Study of the Relationship between Blood Groups and Smoking in a Sample of Students at Al-Hawash Private University Research submitted to obtain a Bachelor’s Degree in Pharmacy Prepared by: Bashar Deeb, Laila Bishara, Emad Jabbour and Hala Shaar Supervision Prof.Ge0rgeos Deeb

العلاقة بين الزمر الدموية والتدخينIntroduction
A few studies have examined the relationship between blood groups and smoking. A study of the relationship between blood groups and smoking indicates that the frequency of group B is high in smokers (Higgins, et al.(
Little data available on the relationship between blood groups and smoking, let alone, no study in Syria has been conducted on this issue.

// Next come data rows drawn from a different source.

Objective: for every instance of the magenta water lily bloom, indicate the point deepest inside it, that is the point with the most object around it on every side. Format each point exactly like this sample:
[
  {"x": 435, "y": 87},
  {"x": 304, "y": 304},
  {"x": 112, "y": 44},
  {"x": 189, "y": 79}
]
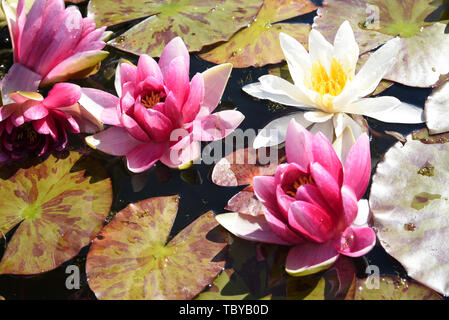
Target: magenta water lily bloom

The aim of the study is to study the potential relationship between blood groups and smoking in a random sample of students of Hawash Private University.
Materials and Methods:
Place of study: Al Hawash Private University – Faculty of Pharmacy
The study was conducted in random samples of 550 students (359 males and 195 females) healthy students from the Faculty of Pharmacy at Al-Hawash Private University for ages 19-24 years
The venous blood sample was taken after a fasting period of not less than three hours by sterile syringes (3 cm) and collected in special tubes with anticoagulant (EDTA) and kept in the fridge at a temperature of 4 m.
Blood groups were determined using a standard antibody.
The data and indicators studied were statistically treated using Excel Microsoft

Results
The percentage of students who smoked was 73.4% (404 out of 550 students, 288 males and 120 females). The distribution of the blood groups in Figs. 1,2,3,4 and 5 was as follows:
• Group O 41.3% (41% males, 42.2% female) and constitute 78.4% of the total number of students with the same group (84.9% males, 66.2% females).
• Group A 36.6% (35.4% male, 39.7% female) and constitute 67.6% of the total number of students with the same group (76.2% male, 54.1% female).
• Group B 16.8% (18.1% male, 13.8% female) and constitute 73.1% of the total number of students with the same group (80% male, 57.1% female).
• Group AB 5.2% (5.7% males, 4.3% females), constituting 72.4% of the total number of students with the same group (76.2% males, 62.5% females).
The proportion of female smokers with A and O is slightly higher than their male counterparts, and the proportion of male smokers with group B, AB, is higher than that of females.
The percentage of males and females in males and females is shown in Figs 7,8,9 as follows:
The percentage of smokers with the O + group was the highest in both males and females.
The percentage of smokers with group A + was higher among females (37.1%) than male counterparts (32.3%).
The proportion of smokers with B + was higher among males (15.3%) than female counterparts (12.1).
The percentage of smokers with group AB + was higher for males (5.6%) than for females (4.3%).
The percentage of smokers with group A was 2.8% in males and 1.7% in females.
The percentage of group O – was 1.4% for males and 2.6% for females.
The analysis of the blood group ABO and RH in both males and females is expressed as a percentage of the total number of students with the same blood group as shown:
• The percentage of the group O + 79.6% (86.4% male, 66.7% female) of the total number of students with the same group.
• The percentage of group B + 73.4% (81.5% males, 56.0% females) of the total number of students with the same group.
• The percentage of the group AB + 72.4% (76.2% males, 62.5% females) of the total number of students with the same group.
• The percentage of group B- 71.4% (72.7% males, 66.7% females) of the total number of students who have the same group.
• Group A + 68.3% (77.5% males, 54.4% females) of the total number of students with the same group.
• The percentage of group A-60.0% (64.3% males, 50.0% female) of the total number of students with the same group.
• The percentage of the group O-58.3% (57.1% male, 60.0% female) of the total number of students with the same group.
The results of the study show that the percentage of smokers with the O + group was highest in both males and females. In contrast, the percentage of male smokers who hold the O-group was lower among all groups. In addition, the proportion of female smokers who carry the group O – higher than the proportion of male smokers and those with the same blood group.
It was found that the proportion of male smokers was higher than that of females in all groups except the group O. The highest percentage of female smokers were those who have the group B-.